Un IFI transformé en impôt sur la fortune improductive
Le 31 octobre 2025, les députés ont adopté un amendement porté par le député Jean-Paul Matteï dans le cadre du projet de loi de finances 2026. L’idée : élargir l’IFI à des actifs qui ne génèrent pas de revenus réguliers, baptisant ce nouvel impôt « Impôt sur la fortune improductive ».
Contrairement à l’IFI actuel, qui ne concernait que les biens immobiliers non professionnels et les patrimoines nets supérieurs à 1,3 million d’euros avec un barème de 0,5% à 1,5%, le nouvel impôt toucherait aussi :
- Les contrats d’assurance vie en fonds euros ;
- Les cryptomonnaies ;
- L’or et les bijoux ;
- Les œuvres d’art et objets de collection ;
- Les voitures de luxe.
Le seuil d’entrée resterait à 1,3 million d’euros, avec un taux unique de 1%, mais l’assiette serait donc considérablement élargie, ciblant le patrimoine « qui dort » plutôt que les investissements productifs.
L’assurance vie dans le viseur
Le point le plus controversé reste l’assurance vie en fonds euros.

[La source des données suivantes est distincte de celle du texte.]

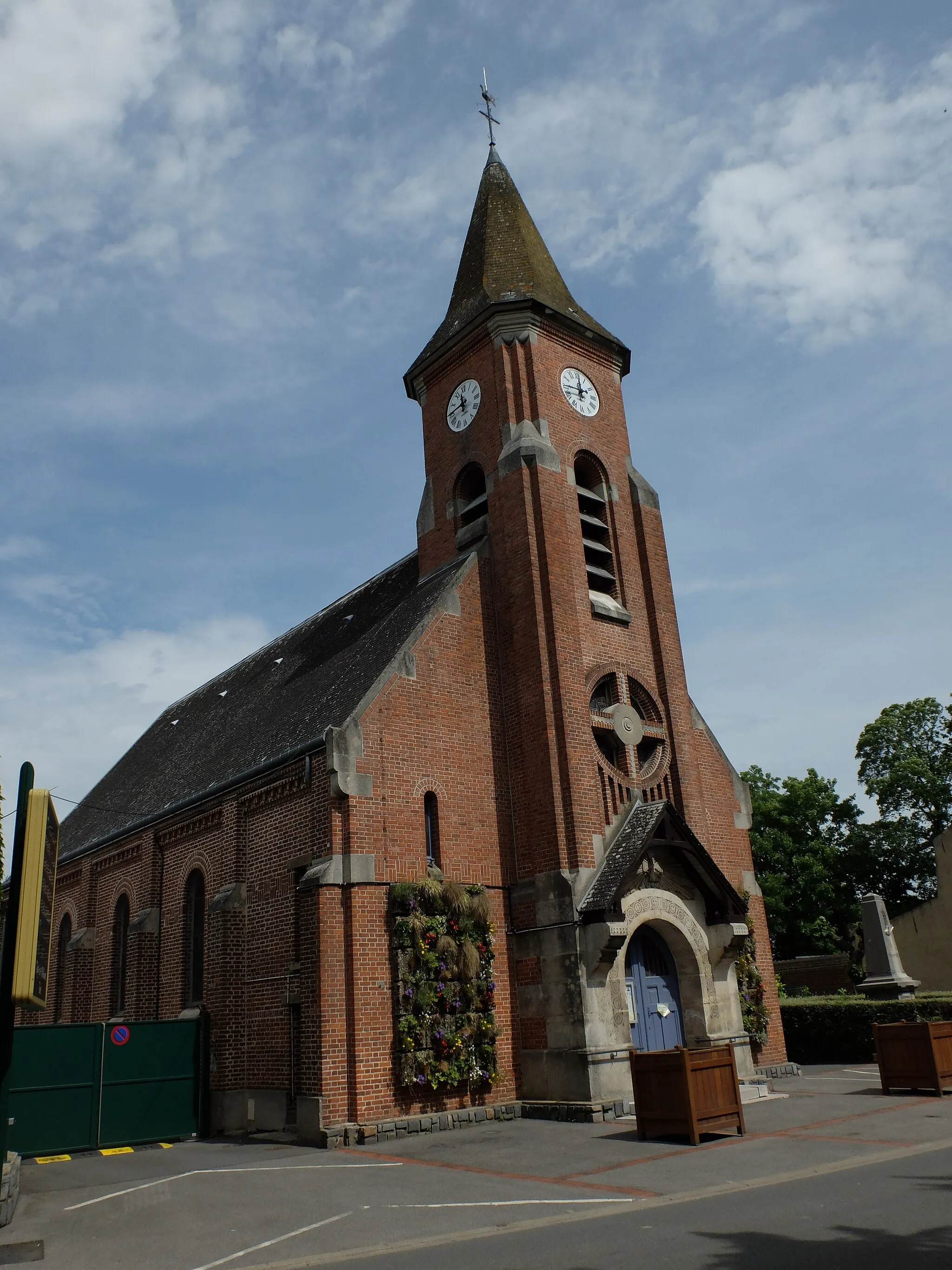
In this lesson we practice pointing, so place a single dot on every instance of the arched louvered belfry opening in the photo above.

Ces contrats, jusqu’ici considérés comme des piliers de l’épargne longue, pourraient désormais être taxés si le fonds est jugé « improductif ». Seules les unités de compte resteraient exclues.
« Qualifier les fonds euros d’improductifs, c’est nier le rôle stabilisateur de l’épargne longue, celle qui amortit les crises et protège les épargnants », déplore Gérard Bekerman, président de l’Afer. Selon lui, cette mesure rapporterait à court terme quelques centaines de millions d’euros mais pourrait fragiliser l’économie réelle.

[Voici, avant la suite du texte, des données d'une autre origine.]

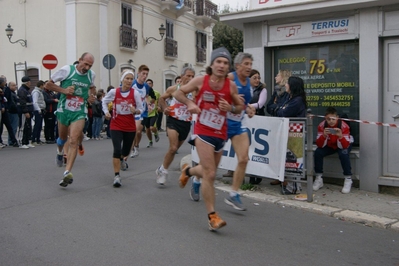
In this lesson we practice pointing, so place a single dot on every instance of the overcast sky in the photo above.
(234, 4)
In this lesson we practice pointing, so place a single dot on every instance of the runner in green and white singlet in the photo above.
(76, 89)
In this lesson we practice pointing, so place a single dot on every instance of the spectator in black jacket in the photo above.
(5, 120)
(26, 105)
(279, 95)
(13, 113)
(49, 117)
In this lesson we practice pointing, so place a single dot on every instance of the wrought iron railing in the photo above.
(170, 47)
(201, 55)
(206, 8)
(127, 37)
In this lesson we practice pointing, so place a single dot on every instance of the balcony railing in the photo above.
(201, 55)
(127, 37)
(206, 8)
(170, 48)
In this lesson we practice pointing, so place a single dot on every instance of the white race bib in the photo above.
(235, 117)
(211, 119)
(73, 103)
(123, 108)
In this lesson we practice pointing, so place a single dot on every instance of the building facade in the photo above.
(347, 52)
(126, 29)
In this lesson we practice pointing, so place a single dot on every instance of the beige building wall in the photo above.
(67, 28)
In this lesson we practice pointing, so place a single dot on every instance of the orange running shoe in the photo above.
(183, 176)
(81, 150)
(215, 222)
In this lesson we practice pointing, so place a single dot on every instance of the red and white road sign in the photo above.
(49, 61)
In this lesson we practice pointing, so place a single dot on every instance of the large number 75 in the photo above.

« L’État se tirerait une balle dans le pied », ajoute Andrea Ganovelli, cofondateur de Green-Got. « Les fonds en euros financent une grande partie de la dette française. Les taxer risquerait de compliquer leur propre financement et de fragiliser un pilier historique de l’épargne. »

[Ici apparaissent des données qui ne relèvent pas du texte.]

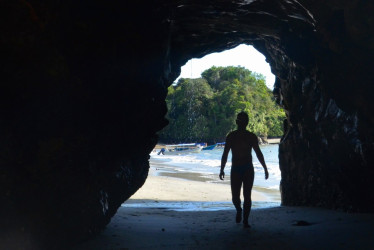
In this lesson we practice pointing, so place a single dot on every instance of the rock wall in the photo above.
(83, 87)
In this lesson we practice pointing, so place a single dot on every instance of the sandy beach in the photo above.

Cryptomonnaies, or et objets d’art : des zones d’ombre persistantes
Les actifs numériques, déjà déclarés systématiquement aux impôts, font eux aussi partie de l’assiette du nouvel impôt. Mais de nombreuses questions restent ouvertes :
- Le staking sera-t-il considéré comme improductif ? ;
- Comment valoriser des actifs très volatils pour calculer l’impôt ? ;
- Les arbitrages rapides pour rester sous le seuil seront-ils possibles ?
« Ce texte envoie un mauvais signal à l’écosystème crypto et risque de pousser les investisseurs vers des pays à fiscalité plus douce », s’inquiète Chloé Desenfans, cofondatrice du groupe BPS. L’or physique, les bijoux et les voitures de luxe sont également ciblés, tout comme les œuvres d’art qui bénéficiaient jusqu’ici d’exonérations.
Des incertitudes persistantes
Malgré l’adoption de l’amendement, plusieurs zones d’ombre subsistent. Les contrats de capitalisation et les PER contenant des fonds euros ne sont pas clairement intégrés. Les sociétés patrimoniales ou holdings pourraient échapper au nouvel impôt faute d’ajustement législatif. Le plafonnement actuel de l’IFI, qui limite les impôts directs à 75% des revenus, serait conservé.
« Il est conseillé de ne pas prendre de décisions irréversibles avant la version finale du Budget 2026 », avertit un avocat fiscaliste.
Un retour partiel de la fiscalité du capital
Si la réforme entre en vigueur au 1er janvier 2026, elle marquera un retour de la taxation élargie du patrimoine, sept ans après la suppression de l’ISF. Le rendement attendu est estimé entre 500 millions et 2 milliards d’euros, bien inférieur aux recettes de l’ancien impôt (plus de 6 milliards). L’objectif affiché : encourager les plus aisés à investir dans l’économie réelle plutôt que de laisser leur patrimoine « dormir ».
Pour les contribuables concernés, la prudence reste de mise. Cette réforme pourrait encore évoluer avant sa promulgation, mais elle souligne déjà un tournant dans la fiscalité du capital en France.